En outre, M. Horowitz a déjà évoqué la possibilité de lancer une campagne pour une quatrième dose de vaccin. « Il n’est pas déraisonnable [de penser] que nous aurons besoin d’un quatrième vaccin », a-t-il déclaré lors d’une interview accordée à Channel 12, après que les données de son ministère aient indiqué que 9% des nouveaux cas diagnostiqués mardi avaient reçu la troisième dose de rappel.
Que faut-il en conclure ?
Face à toutes ces considérations, un constat semble s’imposer: la troisième dose a permis à Israël d’éviter un embrasement de sa crise sanitaire. Mais elle ne lui a pas permis de se débarrasser du virus. Tout compte fait, les problèmes sont les mêmes que chez nous.
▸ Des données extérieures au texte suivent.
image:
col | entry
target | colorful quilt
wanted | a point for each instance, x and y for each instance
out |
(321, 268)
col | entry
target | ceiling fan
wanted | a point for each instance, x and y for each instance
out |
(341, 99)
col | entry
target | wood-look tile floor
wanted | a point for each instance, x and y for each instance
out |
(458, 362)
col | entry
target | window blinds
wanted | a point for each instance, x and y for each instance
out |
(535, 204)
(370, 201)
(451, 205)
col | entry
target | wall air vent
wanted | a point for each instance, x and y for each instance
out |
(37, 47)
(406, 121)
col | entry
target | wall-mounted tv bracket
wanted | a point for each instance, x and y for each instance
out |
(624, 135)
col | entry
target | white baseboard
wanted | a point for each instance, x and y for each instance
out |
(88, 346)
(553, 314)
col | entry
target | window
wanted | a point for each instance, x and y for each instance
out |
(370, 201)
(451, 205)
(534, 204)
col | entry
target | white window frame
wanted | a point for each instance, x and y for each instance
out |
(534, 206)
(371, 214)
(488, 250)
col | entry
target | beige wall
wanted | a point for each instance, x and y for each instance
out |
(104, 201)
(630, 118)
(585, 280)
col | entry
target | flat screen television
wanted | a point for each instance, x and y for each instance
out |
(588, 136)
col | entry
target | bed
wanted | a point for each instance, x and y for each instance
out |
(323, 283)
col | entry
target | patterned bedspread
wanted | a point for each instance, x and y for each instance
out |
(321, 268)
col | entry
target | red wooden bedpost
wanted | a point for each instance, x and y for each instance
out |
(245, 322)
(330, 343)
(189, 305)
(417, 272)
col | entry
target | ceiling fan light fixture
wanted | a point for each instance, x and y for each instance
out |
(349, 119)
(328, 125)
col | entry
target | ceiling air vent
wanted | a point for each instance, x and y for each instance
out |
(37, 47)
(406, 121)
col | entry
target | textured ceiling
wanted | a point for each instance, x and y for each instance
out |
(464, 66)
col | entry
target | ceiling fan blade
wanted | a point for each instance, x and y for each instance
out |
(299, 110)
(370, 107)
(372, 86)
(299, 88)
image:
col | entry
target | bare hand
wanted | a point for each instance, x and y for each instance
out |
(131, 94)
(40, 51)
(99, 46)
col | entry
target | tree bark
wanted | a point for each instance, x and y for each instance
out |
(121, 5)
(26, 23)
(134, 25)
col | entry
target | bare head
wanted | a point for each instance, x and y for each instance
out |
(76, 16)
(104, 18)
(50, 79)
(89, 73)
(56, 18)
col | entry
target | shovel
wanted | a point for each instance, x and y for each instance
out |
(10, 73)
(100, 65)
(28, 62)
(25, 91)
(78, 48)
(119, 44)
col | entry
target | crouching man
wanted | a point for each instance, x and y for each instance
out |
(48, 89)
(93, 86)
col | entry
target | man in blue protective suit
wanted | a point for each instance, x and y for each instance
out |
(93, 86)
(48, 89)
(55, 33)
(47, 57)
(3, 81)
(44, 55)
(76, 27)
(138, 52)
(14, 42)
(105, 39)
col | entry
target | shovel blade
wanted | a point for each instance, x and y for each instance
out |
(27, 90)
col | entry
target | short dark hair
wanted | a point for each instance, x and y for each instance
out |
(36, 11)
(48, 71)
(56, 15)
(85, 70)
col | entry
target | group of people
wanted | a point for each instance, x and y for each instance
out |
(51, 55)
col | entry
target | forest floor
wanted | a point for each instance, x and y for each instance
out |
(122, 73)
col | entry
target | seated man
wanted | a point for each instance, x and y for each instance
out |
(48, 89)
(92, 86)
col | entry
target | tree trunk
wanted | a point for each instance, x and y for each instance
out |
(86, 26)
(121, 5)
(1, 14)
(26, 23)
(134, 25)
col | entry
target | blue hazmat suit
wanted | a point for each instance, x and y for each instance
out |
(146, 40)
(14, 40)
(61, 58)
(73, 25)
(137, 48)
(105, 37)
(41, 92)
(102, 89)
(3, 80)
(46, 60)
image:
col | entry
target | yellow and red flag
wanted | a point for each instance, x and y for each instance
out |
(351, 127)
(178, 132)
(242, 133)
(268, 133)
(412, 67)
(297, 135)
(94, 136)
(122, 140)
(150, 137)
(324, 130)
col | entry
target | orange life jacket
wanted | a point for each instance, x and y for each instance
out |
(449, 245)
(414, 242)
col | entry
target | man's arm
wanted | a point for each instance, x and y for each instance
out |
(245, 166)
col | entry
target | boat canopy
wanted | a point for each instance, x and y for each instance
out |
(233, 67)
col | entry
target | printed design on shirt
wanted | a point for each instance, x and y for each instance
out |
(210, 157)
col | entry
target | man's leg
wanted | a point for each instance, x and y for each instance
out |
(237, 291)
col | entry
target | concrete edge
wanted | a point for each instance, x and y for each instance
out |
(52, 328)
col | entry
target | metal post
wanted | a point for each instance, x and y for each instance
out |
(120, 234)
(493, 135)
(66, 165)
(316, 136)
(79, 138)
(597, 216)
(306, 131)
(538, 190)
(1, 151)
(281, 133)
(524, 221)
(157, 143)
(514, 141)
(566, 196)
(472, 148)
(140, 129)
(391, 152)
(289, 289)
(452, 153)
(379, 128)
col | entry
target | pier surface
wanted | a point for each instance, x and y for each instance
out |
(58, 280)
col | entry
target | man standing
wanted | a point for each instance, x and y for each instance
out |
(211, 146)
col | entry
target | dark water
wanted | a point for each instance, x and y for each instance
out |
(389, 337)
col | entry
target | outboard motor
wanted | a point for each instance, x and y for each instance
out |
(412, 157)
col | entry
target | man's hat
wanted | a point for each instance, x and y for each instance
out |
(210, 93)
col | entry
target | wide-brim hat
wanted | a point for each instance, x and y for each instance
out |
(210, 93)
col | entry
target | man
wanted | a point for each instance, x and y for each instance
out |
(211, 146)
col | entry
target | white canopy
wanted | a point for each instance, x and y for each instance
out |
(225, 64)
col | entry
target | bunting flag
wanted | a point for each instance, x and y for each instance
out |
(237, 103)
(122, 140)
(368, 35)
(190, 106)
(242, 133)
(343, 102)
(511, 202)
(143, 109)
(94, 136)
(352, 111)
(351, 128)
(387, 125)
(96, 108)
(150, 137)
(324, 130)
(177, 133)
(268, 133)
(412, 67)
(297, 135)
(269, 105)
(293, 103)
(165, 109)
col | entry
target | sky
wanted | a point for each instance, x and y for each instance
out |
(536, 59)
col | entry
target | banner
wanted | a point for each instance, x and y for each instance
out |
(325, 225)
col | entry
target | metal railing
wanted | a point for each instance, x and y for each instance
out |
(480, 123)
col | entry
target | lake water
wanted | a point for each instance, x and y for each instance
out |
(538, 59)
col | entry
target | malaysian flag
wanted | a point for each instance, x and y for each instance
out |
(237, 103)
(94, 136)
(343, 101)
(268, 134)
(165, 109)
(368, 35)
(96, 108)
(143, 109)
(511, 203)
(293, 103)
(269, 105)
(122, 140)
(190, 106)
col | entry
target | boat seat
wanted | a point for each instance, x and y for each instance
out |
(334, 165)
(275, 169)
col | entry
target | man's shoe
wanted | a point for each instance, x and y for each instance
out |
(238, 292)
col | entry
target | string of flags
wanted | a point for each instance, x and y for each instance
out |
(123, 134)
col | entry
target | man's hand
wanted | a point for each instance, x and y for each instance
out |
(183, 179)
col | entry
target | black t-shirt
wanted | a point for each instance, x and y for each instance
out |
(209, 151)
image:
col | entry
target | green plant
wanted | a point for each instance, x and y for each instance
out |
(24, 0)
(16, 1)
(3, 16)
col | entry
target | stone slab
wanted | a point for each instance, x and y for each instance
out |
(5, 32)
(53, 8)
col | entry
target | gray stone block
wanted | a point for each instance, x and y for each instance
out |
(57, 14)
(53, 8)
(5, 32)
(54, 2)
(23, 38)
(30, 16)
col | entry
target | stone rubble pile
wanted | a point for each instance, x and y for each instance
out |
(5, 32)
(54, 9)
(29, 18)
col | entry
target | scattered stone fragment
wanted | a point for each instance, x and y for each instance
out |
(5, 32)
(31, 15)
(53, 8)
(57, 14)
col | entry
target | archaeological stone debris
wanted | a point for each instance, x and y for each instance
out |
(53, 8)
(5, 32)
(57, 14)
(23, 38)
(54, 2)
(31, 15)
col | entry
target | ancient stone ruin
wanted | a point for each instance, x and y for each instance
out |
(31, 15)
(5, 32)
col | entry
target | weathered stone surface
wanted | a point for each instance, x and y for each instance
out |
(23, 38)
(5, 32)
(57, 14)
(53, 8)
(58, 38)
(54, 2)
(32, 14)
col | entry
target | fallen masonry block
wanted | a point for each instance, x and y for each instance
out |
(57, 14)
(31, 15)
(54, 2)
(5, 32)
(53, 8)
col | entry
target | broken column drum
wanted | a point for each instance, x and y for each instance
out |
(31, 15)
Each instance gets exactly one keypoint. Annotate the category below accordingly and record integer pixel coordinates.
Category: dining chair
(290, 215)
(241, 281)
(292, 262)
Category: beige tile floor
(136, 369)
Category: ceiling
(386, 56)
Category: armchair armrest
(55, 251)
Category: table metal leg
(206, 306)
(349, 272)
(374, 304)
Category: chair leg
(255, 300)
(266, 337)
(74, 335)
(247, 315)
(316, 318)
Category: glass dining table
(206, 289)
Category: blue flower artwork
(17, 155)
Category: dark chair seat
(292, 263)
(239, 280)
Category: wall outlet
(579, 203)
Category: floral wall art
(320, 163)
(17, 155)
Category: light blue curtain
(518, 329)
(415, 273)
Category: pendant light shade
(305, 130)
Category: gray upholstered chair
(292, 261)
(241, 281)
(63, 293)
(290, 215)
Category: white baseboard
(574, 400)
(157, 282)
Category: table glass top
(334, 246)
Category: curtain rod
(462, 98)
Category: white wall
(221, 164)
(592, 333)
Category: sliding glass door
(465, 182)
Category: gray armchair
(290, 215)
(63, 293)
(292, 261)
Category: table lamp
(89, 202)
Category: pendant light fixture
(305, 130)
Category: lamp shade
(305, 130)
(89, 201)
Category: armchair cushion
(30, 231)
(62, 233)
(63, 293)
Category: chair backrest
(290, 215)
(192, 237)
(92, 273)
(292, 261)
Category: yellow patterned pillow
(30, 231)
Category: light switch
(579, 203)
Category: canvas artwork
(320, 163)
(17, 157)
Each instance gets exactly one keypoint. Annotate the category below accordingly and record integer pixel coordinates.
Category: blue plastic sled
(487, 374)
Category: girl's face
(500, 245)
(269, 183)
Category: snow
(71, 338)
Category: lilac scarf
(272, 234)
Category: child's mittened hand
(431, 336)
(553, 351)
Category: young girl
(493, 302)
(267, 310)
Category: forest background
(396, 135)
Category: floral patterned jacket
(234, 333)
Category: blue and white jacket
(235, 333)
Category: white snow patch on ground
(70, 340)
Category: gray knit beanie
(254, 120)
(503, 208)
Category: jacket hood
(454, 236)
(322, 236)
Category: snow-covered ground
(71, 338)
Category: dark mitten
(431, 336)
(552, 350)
D’une part, les personnes vaccinées participent activement (au même titre que les non-vaccinées) à la diffusion du virus parmi la population. Nachman Ash, directeur général du ministère israélien de la Santé publique, a notamment pointé du doigt les personnes ayant reçu deux doses. Le vaccin a perdu de son efficacité chez elles, mais elles continuent d’être, selon ses termes, « mois prudentes ». Alors qu’elles encourent tout de même un danger de plus en plus important.
D’autre part, ce sont les personnes non-vaccinées et celles qui n’ont reçu que deux doses (au début de l’année) qui, proportionnellement, paient le plus lourd tribut. Ainsi, dimanche, selon le ministère de la Santé, il y avait quatre fois plus de personnes de plus de 60 ans dans un état grave qui n’avaient reçu que deux doses de vaccin que de personnes considérées comme totalement vaccinées avec trois doses.
Conclusion, comme en Belgique, c’est toute une série de facteurs qui devrait permettre à Israël de ne pas passer un hiver cauchemardesque. A savoir, comme le résume le Dr Ran Balicer: « les masques intérieurs, le comportement [vigilant] de la population, les restrictions sur les événements intérieurs et le passeport vert [valable à partir de 3 doses] et une campagne de rappel efficace ». Un schéma récemment illustré chez nous sous la forme d’un fromage suisse, où chaque tranche de protection permet de réduire les risques pour l’ensemble de la population.